Back in the children’s home, she’d despised the ambivalence of the carers there even more than the taunts of the other kids. They were being paid to care, so surely they should’ve cared for her. Rather than shrugging, turning away, pretending it wasn’t happening. She’d hit an older boy, once. Pulled his energy right out after he’d made fun of her and she’d snapped back, his fist dropping limply back to his side. Fist curled perfectly, like he had, she landed her punch square in his solar plexus.

 

Once he’d doubled over, coughing and wheezing, the workers stepped in. They ignored him, reaming her out for her violence. They didn’t care he’d started it, grounding her for two months. She’d hated that. Catherine hated a lot of things, but if you thought it through she was never entirely wrong.

 

Anyway, Owen. Authority figure.

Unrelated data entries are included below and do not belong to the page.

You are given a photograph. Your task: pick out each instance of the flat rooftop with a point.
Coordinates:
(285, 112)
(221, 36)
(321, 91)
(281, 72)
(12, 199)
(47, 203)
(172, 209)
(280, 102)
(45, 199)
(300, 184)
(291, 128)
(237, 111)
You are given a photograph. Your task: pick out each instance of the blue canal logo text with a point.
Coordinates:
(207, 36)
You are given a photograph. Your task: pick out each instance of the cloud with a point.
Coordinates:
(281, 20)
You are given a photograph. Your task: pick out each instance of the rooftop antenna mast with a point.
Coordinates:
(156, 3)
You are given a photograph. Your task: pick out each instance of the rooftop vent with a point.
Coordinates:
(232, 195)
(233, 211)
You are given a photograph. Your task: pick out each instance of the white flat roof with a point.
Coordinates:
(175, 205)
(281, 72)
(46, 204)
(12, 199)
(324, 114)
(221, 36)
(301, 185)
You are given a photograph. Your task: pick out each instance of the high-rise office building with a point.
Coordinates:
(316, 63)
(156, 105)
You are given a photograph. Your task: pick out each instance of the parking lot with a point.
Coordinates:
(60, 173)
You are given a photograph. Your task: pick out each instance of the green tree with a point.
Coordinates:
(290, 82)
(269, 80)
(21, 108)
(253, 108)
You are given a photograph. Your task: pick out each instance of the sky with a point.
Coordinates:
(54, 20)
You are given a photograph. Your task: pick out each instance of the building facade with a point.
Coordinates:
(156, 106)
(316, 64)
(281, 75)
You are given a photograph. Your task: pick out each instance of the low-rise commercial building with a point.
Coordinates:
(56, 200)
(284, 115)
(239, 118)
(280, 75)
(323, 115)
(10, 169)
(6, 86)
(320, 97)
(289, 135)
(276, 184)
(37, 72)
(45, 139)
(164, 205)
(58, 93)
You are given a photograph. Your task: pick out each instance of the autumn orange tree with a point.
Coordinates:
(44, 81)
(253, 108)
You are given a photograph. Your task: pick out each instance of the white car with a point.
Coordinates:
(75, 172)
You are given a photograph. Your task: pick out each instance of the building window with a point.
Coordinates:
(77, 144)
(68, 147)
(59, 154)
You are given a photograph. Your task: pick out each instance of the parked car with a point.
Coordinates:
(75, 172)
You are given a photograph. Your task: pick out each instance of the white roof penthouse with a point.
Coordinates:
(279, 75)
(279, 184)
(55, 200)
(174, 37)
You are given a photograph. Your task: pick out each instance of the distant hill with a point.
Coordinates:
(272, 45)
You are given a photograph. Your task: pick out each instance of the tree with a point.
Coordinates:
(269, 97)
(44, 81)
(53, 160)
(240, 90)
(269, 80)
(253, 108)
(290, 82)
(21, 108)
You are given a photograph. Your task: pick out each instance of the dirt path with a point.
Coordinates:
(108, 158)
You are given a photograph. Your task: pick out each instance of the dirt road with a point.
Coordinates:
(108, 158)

She had thick enough skin to ignore anything a COLA would say, and given that they all liked her well enough (except for Dax, whose fault it was she hurt so badly, but he didn’t know, or did he know-?) that wasn’t much of an issue. Power, though? Power and control, that scared her. If she had all of it, no one would be able to hurt her again. She didn’t, yet. One day. But as of right now, Owen had enough of it to get her locked in concrete and thrown into the sea, probably.

 

She grimaced, sighing. It would have to be Dax. He’d promised not to tell, for all that would matter. Not much, given his Owen-centric hero worship, but he hadn’t said anything yet. He was smart enough, and not at all drained. He’d come up with something, as little as she wanted to rely on someone else.

 

Finding him was easy, if you knew where to look. She snuck out after curfew (and didn’t touch Mia, didn’t skim just a little even though it would’ve helped), leant against the rough brick of the canteen’s outer wall.

 

When the molten red streak saw her, he shifted seamlessly from a fox to a boy.

 

‘Catherine,’ he panted, a little out of breath from his run. ‘What did you do?’

 

Ignoring the sting of the not-unfair assumption, she stood. They were the same height. It made her feel a little better. ‘Dax. I think… I think I need help.’